I trained 7 models all designed to predict Credit. The models basically involve an increasing number of coefficients starting with the simplest (just the intercept) to model7, which has 6 predictors. I will first train all models on the train data (which has 20 observations) and apply it to the test data (which has 380). Then I will compute RMSE values for all models on both train and test, and compare them to discern and explain any trends.
First, let’s fit all 7 models on the training dataset.
Compare and contrast the two curves and hypothesize as to the root cause of any differences.
We can see a number of trends here:
The RMSE values for very simple models (with just the intercept or with just one predictor) are very high. This is because the model is underfitted and consequently doesn’t capture the signal very well.
The RMSE values for both training and test data drop suddenly and sharply when two or three predictors are used. This is because the fitted planes capture a lot of the signal in both these models without overfitting.

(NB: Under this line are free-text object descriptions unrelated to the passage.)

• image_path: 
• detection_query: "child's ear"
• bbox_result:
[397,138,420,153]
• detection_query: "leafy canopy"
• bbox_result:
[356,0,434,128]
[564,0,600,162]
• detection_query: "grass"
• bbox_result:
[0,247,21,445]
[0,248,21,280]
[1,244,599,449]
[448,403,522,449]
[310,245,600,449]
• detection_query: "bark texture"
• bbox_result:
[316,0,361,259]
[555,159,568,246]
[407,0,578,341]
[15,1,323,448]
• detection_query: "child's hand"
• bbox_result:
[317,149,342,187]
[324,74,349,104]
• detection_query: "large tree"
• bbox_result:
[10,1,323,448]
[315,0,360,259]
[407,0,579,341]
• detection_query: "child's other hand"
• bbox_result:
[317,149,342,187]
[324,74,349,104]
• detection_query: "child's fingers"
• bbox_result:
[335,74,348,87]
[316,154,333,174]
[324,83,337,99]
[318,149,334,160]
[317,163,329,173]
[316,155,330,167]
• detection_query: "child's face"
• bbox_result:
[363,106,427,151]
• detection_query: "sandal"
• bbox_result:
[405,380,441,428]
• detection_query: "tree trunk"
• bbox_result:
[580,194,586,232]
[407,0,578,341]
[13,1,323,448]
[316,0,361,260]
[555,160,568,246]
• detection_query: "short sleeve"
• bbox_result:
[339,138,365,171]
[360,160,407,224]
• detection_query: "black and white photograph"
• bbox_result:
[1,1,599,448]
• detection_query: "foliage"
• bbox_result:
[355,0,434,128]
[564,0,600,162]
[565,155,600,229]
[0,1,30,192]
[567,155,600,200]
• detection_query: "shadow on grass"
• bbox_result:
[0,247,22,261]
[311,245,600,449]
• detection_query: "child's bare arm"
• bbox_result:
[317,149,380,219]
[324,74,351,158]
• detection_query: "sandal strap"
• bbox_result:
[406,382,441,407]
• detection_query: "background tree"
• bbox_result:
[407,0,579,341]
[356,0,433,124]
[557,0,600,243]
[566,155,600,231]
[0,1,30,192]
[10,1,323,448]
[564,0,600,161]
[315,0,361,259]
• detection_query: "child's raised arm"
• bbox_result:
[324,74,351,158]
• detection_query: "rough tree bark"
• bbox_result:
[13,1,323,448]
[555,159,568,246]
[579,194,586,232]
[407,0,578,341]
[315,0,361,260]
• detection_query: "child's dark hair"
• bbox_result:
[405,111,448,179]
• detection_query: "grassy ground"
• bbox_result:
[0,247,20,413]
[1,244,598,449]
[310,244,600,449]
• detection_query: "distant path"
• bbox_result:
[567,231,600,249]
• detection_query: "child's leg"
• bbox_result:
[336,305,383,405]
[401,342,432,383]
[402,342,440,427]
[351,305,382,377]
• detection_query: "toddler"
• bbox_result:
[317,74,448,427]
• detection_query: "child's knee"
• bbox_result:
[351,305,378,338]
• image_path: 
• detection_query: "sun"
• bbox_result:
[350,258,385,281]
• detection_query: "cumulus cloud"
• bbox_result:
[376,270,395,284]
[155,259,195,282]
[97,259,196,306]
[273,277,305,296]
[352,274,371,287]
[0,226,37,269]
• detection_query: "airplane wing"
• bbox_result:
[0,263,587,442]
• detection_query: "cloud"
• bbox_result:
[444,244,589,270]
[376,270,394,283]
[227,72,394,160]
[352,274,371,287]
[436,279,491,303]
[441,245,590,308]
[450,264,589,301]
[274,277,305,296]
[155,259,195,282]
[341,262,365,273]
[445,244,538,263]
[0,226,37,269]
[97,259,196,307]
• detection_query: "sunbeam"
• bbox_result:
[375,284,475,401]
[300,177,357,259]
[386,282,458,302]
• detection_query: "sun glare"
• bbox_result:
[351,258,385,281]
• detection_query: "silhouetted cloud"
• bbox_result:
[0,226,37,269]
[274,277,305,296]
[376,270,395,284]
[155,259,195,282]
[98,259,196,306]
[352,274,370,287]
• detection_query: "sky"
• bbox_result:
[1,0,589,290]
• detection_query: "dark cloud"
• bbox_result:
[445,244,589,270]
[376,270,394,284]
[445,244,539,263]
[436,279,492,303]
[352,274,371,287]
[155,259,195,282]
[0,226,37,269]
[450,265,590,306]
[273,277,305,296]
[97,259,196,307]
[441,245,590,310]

Beyond that, however, we see that the RMSE value for the test data shoots upwards again, while the value for the training RMSE keeps decreasing. This is because, by this point, we are overfitting the model: we are mistaking error for signal by assessing the random variation in the training data as being a function of the true, underlying function. In the case of multiple regression, this overfitting issue is particularly problematic with a high predictor-to-number of observations ratio, as that may create mathematical complications in terms of finding unique solutions to the equations. This will lower the out-of-sample predictive validity as it is more attuned to the specificities of the training dataset (often mistaking error for signal).
To understand this conceptually, we should ground this in terms of the bias-variance tradeoff. We are increasing variance and lowering our bias as our model becomes overfit. Our expected test MSE depends on three factors, which include the aforementioned two of bias and variance. It happens that bias is inversely related to variance, and so we must find the right balance or ‘tradeoff’. When the model is overfit, the variance increases, as we start to get too attuned to the idiosyncracies of the trianing dataset.
Repeat the whole process, but let credit_train be a random sample of size 380 from credit instead of 20. Now compare and contrast this graph with the one above and hypothesize as to the root cause of any differences.
In this case, we see a similar initial pattern where the RMSE scores drop dramatically when we fit a plane with two or three predictors.The two lines (train and test RMSE), are much closer, with the test data RMSE line being much less fickle and ‘jumpy’ than in the previous scenario. That said, we still see an upward movement for the test RMSE as the number of coefficients move past an optimal value, indicating that we are, eventually, overfitting our training set.
The differences seen between this and the previous case could be explained by the fact that a model fit on a larger training dataset, in most cases, does a better job than one fit on a smaller training set, as more observations are present to estimate the parameters. This model will then make better predictions on test datasets, and the divergence between the two RMSE curves will be less pronounced than in the previous case.